7つの習慣 最優先事項(その2)
「超越的ビジョンの力」は、心に染みついている脚本(道筋・動機づけ・先入観など)よりもはるかに強力であり、そのビジョンを達成する過程で、そうした考えを服従させ、覆い隠してしまう。
個人から生まれたビジョンは、やがて個人を超越し「共有のビジョン」となる。そのエネルギーは、人々に、「非常に多くの時間とエネルギーを消費し、生活の質を損なう否定的な作用」を払拭する力を与えてくれる。
強力なミッション・ステートメントの特徴
(1)心の最深かつ最良のものを表している。内面生活としっかり結びついている。
(2)独自の才能を発揮できるようになっている。
(3)自らの利害関係を超えたものになっている。
(4)人間の4つの基本的な(肉体的、社会・情緒的、知的、精神的)ニーズと独特な能力(自覚・良心・自由意志・想像力)のすべてに関わっている。
(5)質の高い生活を生み出す原則に基づいている。目的も手段も「真北の原則」に基づいている。
(6)「ビジョン」と「原則に基づいた価値観」の双方と関わっている。・・・強力なミッション・ステートメントには性格の要素(どんな人になりたいか)と能力の要素(どんなことを成しとげたいか)が必要である。
(7)人生の重要な役割のすべてに関わっている。「個人」「家族」「仕事」「地域社会」のそれぞれの役割のバランスが取れるようになっている。

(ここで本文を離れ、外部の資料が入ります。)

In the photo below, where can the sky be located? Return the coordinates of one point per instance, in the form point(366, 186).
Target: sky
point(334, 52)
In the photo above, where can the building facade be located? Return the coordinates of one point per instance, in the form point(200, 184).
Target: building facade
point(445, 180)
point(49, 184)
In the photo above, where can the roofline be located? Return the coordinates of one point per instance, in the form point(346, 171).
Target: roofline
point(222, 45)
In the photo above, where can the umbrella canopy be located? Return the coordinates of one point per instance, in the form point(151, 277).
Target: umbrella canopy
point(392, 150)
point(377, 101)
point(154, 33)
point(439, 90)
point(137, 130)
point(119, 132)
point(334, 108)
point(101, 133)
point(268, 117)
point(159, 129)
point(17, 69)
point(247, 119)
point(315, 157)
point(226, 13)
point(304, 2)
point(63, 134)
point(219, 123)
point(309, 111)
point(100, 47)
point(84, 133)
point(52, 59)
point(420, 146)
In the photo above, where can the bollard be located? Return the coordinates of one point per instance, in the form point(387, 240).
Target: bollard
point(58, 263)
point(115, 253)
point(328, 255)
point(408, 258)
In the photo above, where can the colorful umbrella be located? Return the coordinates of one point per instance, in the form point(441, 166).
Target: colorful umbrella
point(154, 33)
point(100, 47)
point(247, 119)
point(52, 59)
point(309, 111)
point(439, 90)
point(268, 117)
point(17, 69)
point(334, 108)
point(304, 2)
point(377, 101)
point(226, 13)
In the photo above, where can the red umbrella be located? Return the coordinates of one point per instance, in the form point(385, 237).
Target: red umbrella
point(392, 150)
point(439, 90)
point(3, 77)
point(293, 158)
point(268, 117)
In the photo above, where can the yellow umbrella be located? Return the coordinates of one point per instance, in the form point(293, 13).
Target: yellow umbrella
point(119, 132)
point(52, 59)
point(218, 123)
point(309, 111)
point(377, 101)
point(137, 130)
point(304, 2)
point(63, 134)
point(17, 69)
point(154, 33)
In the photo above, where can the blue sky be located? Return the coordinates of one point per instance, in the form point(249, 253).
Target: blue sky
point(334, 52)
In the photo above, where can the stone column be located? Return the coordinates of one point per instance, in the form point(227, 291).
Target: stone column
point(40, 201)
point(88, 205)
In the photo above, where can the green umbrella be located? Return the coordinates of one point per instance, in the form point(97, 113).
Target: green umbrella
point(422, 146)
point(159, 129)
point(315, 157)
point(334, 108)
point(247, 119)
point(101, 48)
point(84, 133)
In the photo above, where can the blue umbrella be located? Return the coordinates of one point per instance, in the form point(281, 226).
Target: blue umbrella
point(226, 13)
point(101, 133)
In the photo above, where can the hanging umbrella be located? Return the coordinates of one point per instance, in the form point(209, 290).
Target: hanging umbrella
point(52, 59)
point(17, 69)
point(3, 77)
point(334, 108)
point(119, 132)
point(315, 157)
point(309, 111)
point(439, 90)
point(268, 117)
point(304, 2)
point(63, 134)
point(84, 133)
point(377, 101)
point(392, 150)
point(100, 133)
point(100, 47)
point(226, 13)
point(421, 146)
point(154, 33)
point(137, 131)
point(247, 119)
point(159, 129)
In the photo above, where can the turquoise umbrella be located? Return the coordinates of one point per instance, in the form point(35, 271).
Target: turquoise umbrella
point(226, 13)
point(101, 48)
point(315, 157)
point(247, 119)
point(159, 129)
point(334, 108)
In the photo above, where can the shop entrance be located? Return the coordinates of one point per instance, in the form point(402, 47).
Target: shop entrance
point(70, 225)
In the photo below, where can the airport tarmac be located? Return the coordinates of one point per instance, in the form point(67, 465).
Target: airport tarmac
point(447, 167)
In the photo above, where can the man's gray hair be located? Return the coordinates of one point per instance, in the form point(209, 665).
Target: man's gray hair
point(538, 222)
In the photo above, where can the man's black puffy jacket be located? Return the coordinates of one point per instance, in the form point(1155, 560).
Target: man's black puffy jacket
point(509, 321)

(8)他人に印象づけるためではなく、自分を奮い立たせるために書かれている。心の底から鼓舞される内容になっている。
強力なミッション・ステートメントを作り、それに従って生きれば、時間の使い方が劇的に変わる。時間管理について考えるとき、方向性よりもスピードについて心配するのはバカげている。数分の努力を惜しんで、何年という長い年月を無駄にするようなものである。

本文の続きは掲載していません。